The items I wanted to check in Q2 were search revenue resilience, cloud growth, paid AI-service adoption and usage, and the return potential of rising CapEx. The source’s own judgment is that, as the stock price suggested, results were good and the outlook was also good.

Official fact: The source includes Google’s CEO remarks link, Alphabet Q2 earnings call: CEO’s remarks, and an attached MP3.

Preview image for Alphabet Q2 earnings call CEO remarks

1. Did AI cannibalize or expand search?

The key message from the call is that AI was presented as a search catalyst, not a threat. The source says CEO Sundar Pichai called the quarter a standout quarter with solid growth across the company and said AI was positively affecting every part of the business.

Official fact: AI Overviews are described as driving more than 10% query growth globally for the types of queries where they appear, while total and commercial queries continued to grow year over year.

Interpretation: My most important checkpoint was whether search revenue growth was slowing. This quarter’s explanation was closer to “AI increases complex and multimodal queries” than “AI shrinks the search pie.”

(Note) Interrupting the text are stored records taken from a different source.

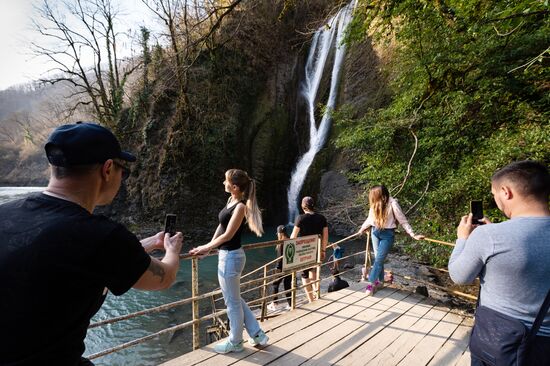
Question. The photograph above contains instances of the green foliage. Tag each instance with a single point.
(470, 79)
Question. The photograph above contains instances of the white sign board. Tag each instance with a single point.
(300, 251)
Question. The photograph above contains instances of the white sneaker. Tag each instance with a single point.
(259, 339)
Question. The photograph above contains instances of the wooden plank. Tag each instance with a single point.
(372, 326)
(370, 349)
(455, 346)
(203, 355)
(406, 341)
(332, 335)
(286, 342)
(424, 351)
(465, 359)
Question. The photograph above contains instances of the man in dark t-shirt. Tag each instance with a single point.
(311, 223)
(58, 259)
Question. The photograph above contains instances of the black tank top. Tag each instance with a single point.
(224, 216)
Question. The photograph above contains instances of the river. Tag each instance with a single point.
(165, 347)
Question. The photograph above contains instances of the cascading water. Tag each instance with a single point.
(323, 41)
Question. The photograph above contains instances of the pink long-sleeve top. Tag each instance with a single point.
(395, 216)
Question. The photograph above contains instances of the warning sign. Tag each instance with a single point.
(300, 251)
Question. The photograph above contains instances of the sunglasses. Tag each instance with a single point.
(125, 170)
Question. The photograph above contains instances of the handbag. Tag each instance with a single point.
(501, 340)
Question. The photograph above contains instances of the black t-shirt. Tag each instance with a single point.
(337, 284)
(56, 259)
(224, 217)
(311, 224)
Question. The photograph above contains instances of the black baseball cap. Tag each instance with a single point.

2. Cloud: demand and profitability together

Google Cloud was the highlight. The source says cloud revenue grew 32% and operating margin improved to 20.7%. It also states that annual revenue run-rate exceeded $50 billion, the number of deals over $250 million doubled year over year, and in the first half of 2025 Alphabet signed the same number of $1 billion-plus deals as in all of 2024.

32%

Cloud revenue growth

AI demand was confirmed as a core cloud growth driver.

20.7%

Cloud operating margin

The important point is growth and margin improvement at the same time.

$50B+

Annual run-rate

Cloud is no longer a small optional business.

3. Gemini ecosystem and direct monetization

The Gemini app surpassed 450 million monthly active users, and daily requests increased more than 50% versus Q1 according to the source. It also notes that 9 million developers are building with Gemini and more than 85,000 companies are building Gemini-based solutions, with usage up 35 times year over year.

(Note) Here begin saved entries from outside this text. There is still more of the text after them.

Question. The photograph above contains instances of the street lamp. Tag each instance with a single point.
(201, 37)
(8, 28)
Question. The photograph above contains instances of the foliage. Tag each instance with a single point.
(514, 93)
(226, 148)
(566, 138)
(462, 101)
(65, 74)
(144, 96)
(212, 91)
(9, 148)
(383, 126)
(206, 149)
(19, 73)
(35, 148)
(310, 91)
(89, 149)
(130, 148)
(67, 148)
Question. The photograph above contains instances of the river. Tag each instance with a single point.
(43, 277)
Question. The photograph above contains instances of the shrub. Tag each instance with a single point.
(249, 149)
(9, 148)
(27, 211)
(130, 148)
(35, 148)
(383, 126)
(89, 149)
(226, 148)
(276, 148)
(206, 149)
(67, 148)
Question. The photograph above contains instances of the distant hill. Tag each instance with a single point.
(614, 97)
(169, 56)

Interpretation: The exact token-based increase in paid users is still unclear, but the comment that Google One AI plans accelerated transactions is an early signal of consumer AI monetization.

4. $85 billion CapEx: burden or strategic choice?

The most debated item is that 2025 CapEx guidance was raised by $10 billion, from $75 billion to $85 billion. The source attributes the increase to server investments, server delivery timing, and accelerated data-center construction.

Alphabet’s AI investment logicReinvest cash into data centers and TPUs instead of immediate returns
SearchAI Overviews increase queries
Cloud32% growth, more large deals
Gemini450M MAU, requests up 50%+
CapEx$85B for TPUs/data centers
Returns must be verified through cloud profitability, subscriptions, and FCF

Interpretation: The question is whether capital should be returned now or invested in AI data centers. Because Google has its own TPUs plus search and cloud demand, I agree with the view that the company may compound this capital better than the average shareholder could alone.

5. Metrics to watch

  1. Cloud profitability: whether 32% growth and 20.7% operating margin can hold.
  2. Subscriptions, platforms, and devices: whether the segment that includes Gemini paid subscriptions can sustain 20% growth.
  3. CapEx and FCF: how the expected 2026 CapEx increase pressures free cash flow.
  4. Search growth: whether AI Overviews and AI Mode keep increasing commercial queries and engagement.

In conclusion, Alphabet has moved from defense to offense. The next few quarters should show how much of the $85 billion investment converts into cloud backlog, search usage, subscription revenue, and free cash flow.